Although the United States presidential election dominated the news headlines, 2012 has been a year synonymous with elections around the world. Within the AIDS Clinical Trials Group Network, the Global Community Advisory Board held its election of a new co-chair this August to replace outgoing member Don MacIver, New York University Clinical Research Site (NYU CRS). During the Network’s final community session in July, Paul Klees tossed his hat into the ring.
“There was only one nomination for GCAB Co-Chair, so I decided to run not only for the good of the democratic process, but because I knew I could do a good job with Don’s guidance and Sharon’s help,” says Klees, who hails from the ACTG’s University of California at San Francisco AIDS CRS.
Sharon Maxwell, University of Washington, St. Louis CRS, served with MacIver and now with Klees as GCAB Co-Chair.
“Immediately after being elected co-chair, Paul jumped right in, reading all the material, bylaws and familiarizing himself with the call schedules,” says Maxwell. “By the time the first conference call came up, Paul was ready to lead on the call.”
As a person living with HIV, Klees has been active with the UCSF CAB for about two years – nine months as a CAB member before being asked to be his local CAB’s representative to the GCAB. He says involvement at the CAB level includes attending monthly meetings and is a commitment of about three to four hours a month.

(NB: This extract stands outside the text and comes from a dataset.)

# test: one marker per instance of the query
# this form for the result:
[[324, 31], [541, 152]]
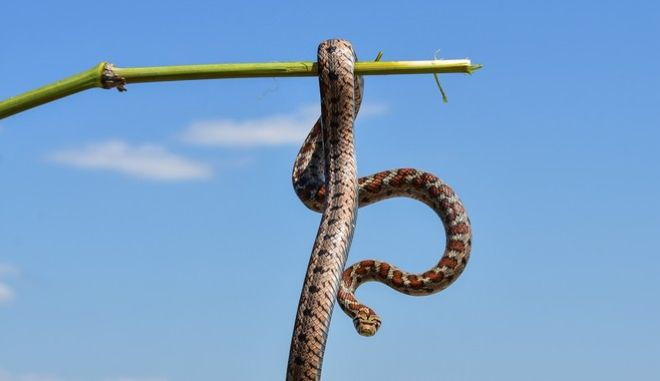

The structure of the GCAB is similar to the local CABs, but the work being done at the GCAB-level has a broader reach, Klees says. GCAB members participate in monthly conference calls with members from ACTG sites around the world and discuss reports coming out of the Network’s many subcommittees.
“You get to see the ACTG from a higher up perspective and interact with members on four continents,” Klees says. “It’s an incredible group of activists, scientists and human beings. We meet once a year at the Network meeting each July in DC. It’s so rewarding and fulfilling to be the San Francisco GCAB representative, and now, GCAB Co-Chair.”
Living in San Francisco now, where the Castro District became the epicenter for HIV in the 1980s, inspired Klees to run for the GCAB Co-Chair opening in July.
“San Francisco is a unique city in that it has the corner on the market for hospitals, physicians and HIV support,” Klees says, “Yet with all that medical, scientific and bureaucratic structure, our CAB operates on a more informal basis, that is, we don’t use the Rules of Order. We do it in our own way here.”
When it comes to his two-year term as GCAB Co-Chair and the areas he would like to tackle while in office, Klees sees procedural, lingual and scientific priorities. When the Community Scientific Subcommittee (CSS) of the GCAB held elections this summer, Klees says the bylaws, charter and standard operating procedures (SOPs) did not align, making the election process harder than necessary.
“We should measure twice and cut once instead of 60 measures cut 50 times like we had to do with this most recent CSS election,” he says. “So I will put together a little report for editing the SOPs.”
And speaking of all those acronyms like SOPs, CSS and GCAB, Klees would like to see an easier vernacular so that all of the breakthroughs being made are not lost in the alphabet soup.
“The lexicon and syntax we use within the ACTG is constantly evolving,” Klees says. “We need to cut the chaff and get to the germ of the thing we are actually talking about to give people an accurate snapshot of what we’ve done and where we are going.”
Looking ahead to the future involves Klees’ third and final GCAB term priority – scientific exploration into HIV, aging and neurology. Klees holds a degree in theater arts and worked as a TV producer for Warners Bros. in LA, but grew up in a household with a scientist father. Now done with TV, his upbringing and diagnosis has made him a self-proclaimed “neurologist-wannabe.”
“Neurology needs to be number one because the brain and the spine develop at the same time; our whole being is tied to them from the moment we’re in the womb,” Klees says. “I follow ACTG researcher Serena Spudich, MD, Yale University School of Medicine. She is working on a study about the long term effects of HIV on cerebral spinal fluid.”
Currently in his late-40s, Klees also understands the importance of HIV and aging as it relates not only to neurology, but also to the broad spectrum of ages impacted by HIV. “I’m not the only 46-year-old out there with HIV,” he says. “We are managing HIV and living longer. There is also young people and HIV to consider as well because HIV impacts youth’s organs and reservoirs differently. Both the older and younger patients’ physiology is completely different and needs to be studied.”
And as people living with HIV live longer, Klees hopes they will also consider taking on a larger role within the ACTG whether it be as a clinical trial participant, a member of their local CAB, their CAB’s representative to the GCAB, or eventually replacing him and Sharon as GCAB Co-Chairs someday.
“I’m so impressed and proud to be a part of the ACTG and I call for more participation because Sharon will step down in 2013,” Klees says. “We need an active electorate. I think every GCAB rep. should become co-chair because the more involved you are yourself, the better the ACTG Network is as a whole.”